A. Of the nondegradable debris the city has to remove from sewage before treatment, wipes make up about 80 percent, said Vincent Sapienza, the commissioner of the Department of Environmental Protection. The other 20 percent occasionally includes some head-scratchers.

On a recent morning, Mr. Sapienza led a small group on a tour of the Newtown Creek Wastewater Treatment Plant in Greenpoint. Situated along the Superfund-listed waterway of the same name, the Newtown Creek plant is the largest of the department’s 14 treatment facilities. It is designed to handle as much as 700 million gallons of wastewater each day.

Several stories underneath the treatment plant’s surface, a river of locally sourced sewage flows through a grate designed to catch nondegradable debris. A large “rake” pulls the debris up to ground level, where it deposits the captured material on a platform for landfill disposal.

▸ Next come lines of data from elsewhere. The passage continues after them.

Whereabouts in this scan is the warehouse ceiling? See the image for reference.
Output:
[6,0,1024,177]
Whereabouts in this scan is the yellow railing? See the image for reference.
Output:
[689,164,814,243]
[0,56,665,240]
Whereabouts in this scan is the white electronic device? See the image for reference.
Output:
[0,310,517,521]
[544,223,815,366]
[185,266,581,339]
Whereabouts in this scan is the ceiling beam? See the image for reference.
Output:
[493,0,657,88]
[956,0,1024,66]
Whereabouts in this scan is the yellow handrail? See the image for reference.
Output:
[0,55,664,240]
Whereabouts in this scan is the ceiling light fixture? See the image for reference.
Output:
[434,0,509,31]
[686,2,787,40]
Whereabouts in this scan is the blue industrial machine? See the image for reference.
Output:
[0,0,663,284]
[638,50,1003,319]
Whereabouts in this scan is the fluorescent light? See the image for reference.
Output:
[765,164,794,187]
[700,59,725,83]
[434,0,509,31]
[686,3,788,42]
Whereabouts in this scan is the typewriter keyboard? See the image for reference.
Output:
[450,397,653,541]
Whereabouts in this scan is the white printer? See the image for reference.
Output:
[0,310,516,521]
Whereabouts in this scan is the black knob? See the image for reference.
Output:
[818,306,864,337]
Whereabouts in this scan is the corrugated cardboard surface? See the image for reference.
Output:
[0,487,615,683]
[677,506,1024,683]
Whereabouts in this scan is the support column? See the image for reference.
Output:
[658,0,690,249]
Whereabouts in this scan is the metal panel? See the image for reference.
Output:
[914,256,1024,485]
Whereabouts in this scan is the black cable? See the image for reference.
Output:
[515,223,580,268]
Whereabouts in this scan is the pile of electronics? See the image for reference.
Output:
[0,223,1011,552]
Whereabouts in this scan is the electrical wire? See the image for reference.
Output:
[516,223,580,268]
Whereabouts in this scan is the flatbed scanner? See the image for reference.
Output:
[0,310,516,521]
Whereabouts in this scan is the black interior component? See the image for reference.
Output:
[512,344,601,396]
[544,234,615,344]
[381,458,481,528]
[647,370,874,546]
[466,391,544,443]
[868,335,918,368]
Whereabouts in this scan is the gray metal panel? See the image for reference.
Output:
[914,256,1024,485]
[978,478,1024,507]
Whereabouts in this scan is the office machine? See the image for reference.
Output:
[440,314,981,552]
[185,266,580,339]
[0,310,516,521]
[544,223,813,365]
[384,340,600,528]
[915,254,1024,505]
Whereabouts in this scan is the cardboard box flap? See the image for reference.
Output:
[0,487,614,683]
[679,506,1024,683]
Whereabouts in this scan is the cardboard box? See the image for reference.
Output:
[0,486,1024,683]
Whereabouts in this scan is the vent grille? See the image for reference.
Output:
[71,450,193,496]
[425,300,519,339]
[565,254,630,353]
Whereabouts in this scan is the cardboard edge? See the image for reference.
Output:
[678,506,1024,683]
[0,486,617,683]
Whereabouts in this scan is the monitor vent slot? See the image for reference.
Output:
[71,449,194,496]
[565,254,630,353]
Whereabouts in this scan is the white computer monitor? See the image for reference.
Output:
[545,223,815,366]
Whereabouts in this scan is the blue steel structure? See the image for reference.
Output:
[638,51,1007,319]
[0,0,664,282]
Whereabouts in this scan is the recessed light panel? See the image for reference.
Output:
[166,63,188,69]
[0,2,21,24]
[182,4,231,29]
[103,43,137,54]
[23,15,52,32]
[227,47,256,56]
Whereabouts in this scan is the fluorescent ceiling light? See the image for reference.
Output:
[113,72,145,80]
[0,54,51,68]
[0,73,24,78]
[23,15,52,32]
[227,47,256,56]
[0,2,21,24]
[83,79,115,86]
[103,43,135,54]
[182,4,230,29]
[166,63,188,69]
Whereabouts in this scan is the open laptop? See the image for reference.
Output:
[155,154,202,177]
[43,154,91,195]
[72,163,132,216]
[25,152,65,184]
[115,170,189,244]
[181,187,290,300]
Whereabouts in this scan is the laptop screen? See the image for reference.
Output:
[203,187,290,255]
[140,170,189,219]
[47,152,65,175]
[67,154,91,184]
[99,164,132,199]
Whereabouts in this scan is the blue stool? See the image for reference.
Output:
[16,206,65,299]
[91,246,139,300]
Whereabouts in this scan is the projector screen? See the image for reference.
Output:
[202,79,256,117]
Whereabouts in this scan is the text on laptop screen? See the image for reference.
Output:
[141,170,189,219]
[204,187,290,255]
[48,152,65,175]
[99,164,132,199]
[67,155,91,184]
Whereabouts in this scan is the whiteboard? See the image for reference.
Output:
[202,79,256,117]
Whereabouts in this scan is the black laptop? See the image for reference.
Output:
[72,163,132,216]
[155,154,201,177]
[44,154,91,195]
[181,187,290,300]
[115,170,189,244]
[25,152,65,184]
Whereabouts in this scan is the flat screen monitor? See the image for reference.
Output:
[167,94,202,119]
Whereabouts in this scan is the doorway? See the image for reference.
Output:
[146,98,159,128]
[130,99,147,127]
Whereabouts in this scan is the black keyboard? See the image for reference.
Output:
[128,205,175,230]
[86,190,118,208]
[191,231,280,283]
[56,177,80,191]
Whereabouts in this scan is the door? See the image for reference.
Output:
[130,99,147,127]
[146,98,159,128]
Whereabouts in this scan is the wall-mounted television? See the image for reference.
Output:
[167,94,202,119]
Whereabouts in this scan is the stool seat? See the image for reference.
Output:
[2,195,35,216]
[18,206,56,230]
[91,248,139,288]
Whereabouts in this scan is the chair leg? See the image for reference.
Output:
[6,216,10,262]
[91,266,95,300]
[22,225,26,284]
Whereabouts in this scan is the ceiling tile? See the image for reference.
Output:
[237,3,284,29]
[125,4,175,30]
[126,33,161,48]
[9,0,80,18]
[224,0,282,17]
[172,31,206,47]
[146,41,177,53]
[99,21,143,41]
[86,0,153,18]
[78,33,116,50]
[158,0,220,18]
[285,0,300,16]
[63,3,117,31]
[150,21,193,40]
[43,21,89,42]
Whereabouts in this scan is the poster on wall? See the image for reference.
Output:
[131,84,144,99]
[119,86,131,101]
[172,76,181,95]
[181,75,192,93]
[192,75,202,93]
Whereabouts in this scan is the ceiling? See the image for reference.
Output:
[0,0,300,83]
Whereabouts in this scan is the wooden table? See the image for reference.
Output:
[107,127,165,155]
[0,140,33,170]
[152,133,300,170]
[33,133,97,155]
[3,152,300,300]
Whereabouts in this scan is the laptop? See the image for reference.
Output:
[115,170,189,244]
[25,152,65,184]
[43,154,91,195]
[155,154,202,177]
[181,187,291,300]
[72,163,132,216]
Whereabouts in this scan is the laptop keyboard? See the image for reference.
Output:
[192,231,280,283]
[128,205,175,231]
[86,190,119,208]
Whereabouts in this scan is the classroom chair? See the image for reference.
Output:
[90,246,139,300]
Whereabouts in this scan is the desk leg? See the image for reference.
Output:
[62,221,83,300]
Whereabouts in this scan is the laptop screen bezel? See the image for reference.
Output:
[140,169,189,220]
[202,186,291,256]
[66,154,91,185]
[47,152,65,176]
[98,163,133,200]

Zainool Ali, the plant’s superintendent, said the recent building boom in North Brooklyn has led to an uptick in construction materials. He laughed while recalling a long wooden beam that had recently been caught in the grate; a twisted piece of metal, possibly once part of a guardrail, lay on the floor nearby.

While potentially amusing, these foreign items can cause serious damage to the plant’s infrastructure. Autumn can be a particularly trying time: the Newtown Creek plant filters enough leaves to fill a 30-yard Dumpster every 30 minutes, Mr. Ali said.

So how did these materials end up in the sewage system?

In some areas, including wide swaths of southern Brooklyn and eastern Queens, street-level runoff is piped directly into local waters. The majority of the city, however — including the areas served by the Newtown Creek plant — uses a “combined” sewer system, which mixes this runoff with household waste.

One advantage of the combined system is that it captures pollutants like gasoline and motor oil — not to mention wooden beams and metal rails — that manage to find their way into runoff drains.

The downside is that too much rain or melting snow can cause the combined system to exceed capacity. When that happens, the system has no choice but to release untreated sewage directly into nearby waterways, an event called an “overflow.”

The city has sought to mitigate this problem in recent years by increasing the combined system’s capacity. The system still averages around one overflow per week, releasing just under 20 billion gallons of raw sewage – most of it excess stormwater – directly into surrounding waterways each year. The system now retains more than 80 percent of the sewage that enters it on rainy days, up from 30 percent in 1980.

While the design explains most of the weird, larger stuff that ends up against the grate, from time to time the Newtown Creek plant will receive an item that baffles even the most experienced veteran. The most recent example: a child’s bicycle, fully intact.

“We have no idea how it got in,” Mr. Ali said.